When Flo took me in her palm, I realized no one had ever touched me before, not really. I stood against the edge of the sink, holding on to the water spigot as she accelerated her fingertips back and forth across my penis and testicles. It didn’t take Flo more than forty seconds to get me to ejaculate; my seed sprayed her tits as Roland barged in through the door.
“What are you guys doing in here?”
He took one look at me with my pants around my knees and sobbed, “Take your shitty weed and get out of my house!”
He turned deadly ill in the face when he saw Flo’s hair was speckled with my spunk. “Baby girl! What have you done? Oh, my God!”
I didn’t know if it was scarcity, but Loretta looked magnificent to me. Her nightgown had tomato paste smeared on it from last night’s pizza; my groin sang with horniness when I saw her breasts outlined against the gown’s chenille fabric. When I was done rolling the joint, I gave it to her. She lighted the bomber, admiring it for its robust size. She took a puff, then asked, “You want some?”
We were standing face-to-face, no more than a few inches away from one another, staring into each other’s eyes, breathing hotly. I was ready to kiss her when Eichmann boomed, “Hey, Doojie, where’s my spliff, man? What do I have to do, beg? C’mon, bring it over here!”
Bobo woke up on the couch and shouted, “Aw, be quiet, will you? Damn, I was sleeping!”
Loretta underwent a psychological transformation at the sound of her boyfriend’s voice. The color in her eyes changed from intimate green to faraway gray. Her stance went from languid and tropical to wintery. This was the first time I’d seen her without lipstick; her mouth was pink and thin, puckered like a scar. Eichmann sat up in his sleeping bag, looking owlish. “You guys doing something behind my back?”
Loretta exhaled a jet of smoke and replied wearily, “You wish.”
&
nbsp; 15
The investigation into Flaherty and the Folsom Street shooting was turned over to the police department’s Internal Affairs Division. An investigator from the division’s Management Control Unit was assigned to review Flaherty’s case. This wasn’t the first time the narc had been charged with using excessive force. The police department’s public relations staff reported he’d been involved in two prior cases. The local newspapers said it was three incidents.
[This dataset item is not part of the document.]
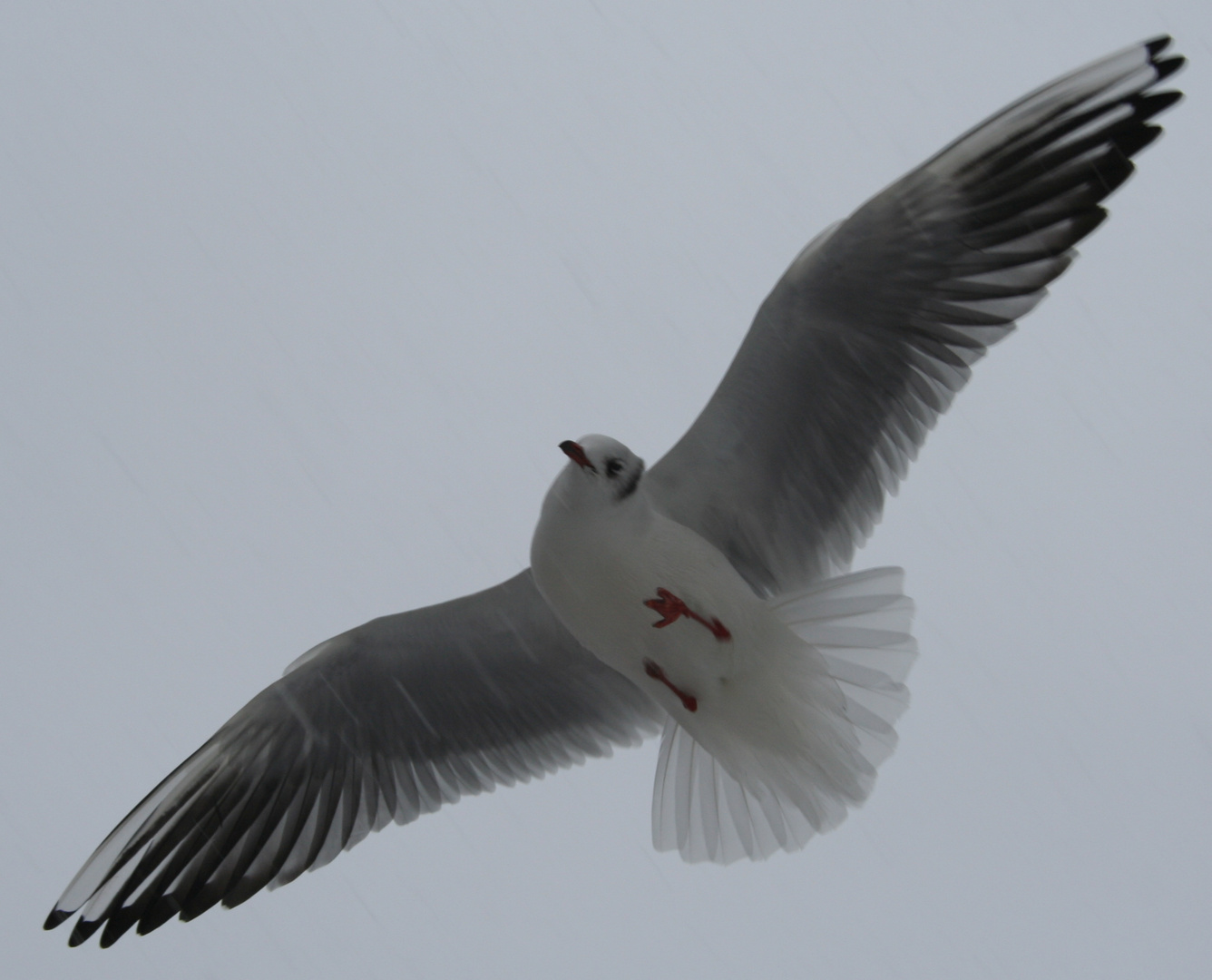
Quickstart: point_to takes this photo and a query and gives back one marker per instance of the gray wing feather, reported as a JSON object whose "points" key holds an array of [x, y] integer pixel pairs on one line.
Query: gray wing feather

Questions were being asked. Since the victim had acted strange, why didn’t Flaherty call in a Code 3 and have a medical evaluation made of the man at General Hospital? Flaherty insisted on saying the suspect was dangerous; that’s why he used his OC spray to subdue him.
Flaherty was improvising with the fluidity of a jazz saxophonist taking a solo. Since he’d already perjured himself, he kept going. If you take one step over the line that divides right from wrong, you might as well take another hundred steps, and so Flaherty did that.
When I read his statement in the paper, I came up with a riddle: The truth was not the same as reality. When Flaherty’s lawyer, on loan from the Police Officers’ Association, told the press the victim had been smoking cocaine, I laughed. In reality, the Mexican had been scared, forlorn. In truth, Flaherty had hounded him.
Flaherty claimed he’d interviewed all the residents on Cesar Chavez Boulevard and Folsom Street, but nobody had anything to add to the investigation. I wondered how much of what he was saying had been orchestrated by his lawyer. Flaherty was claiming there were no witnesses to the shooting.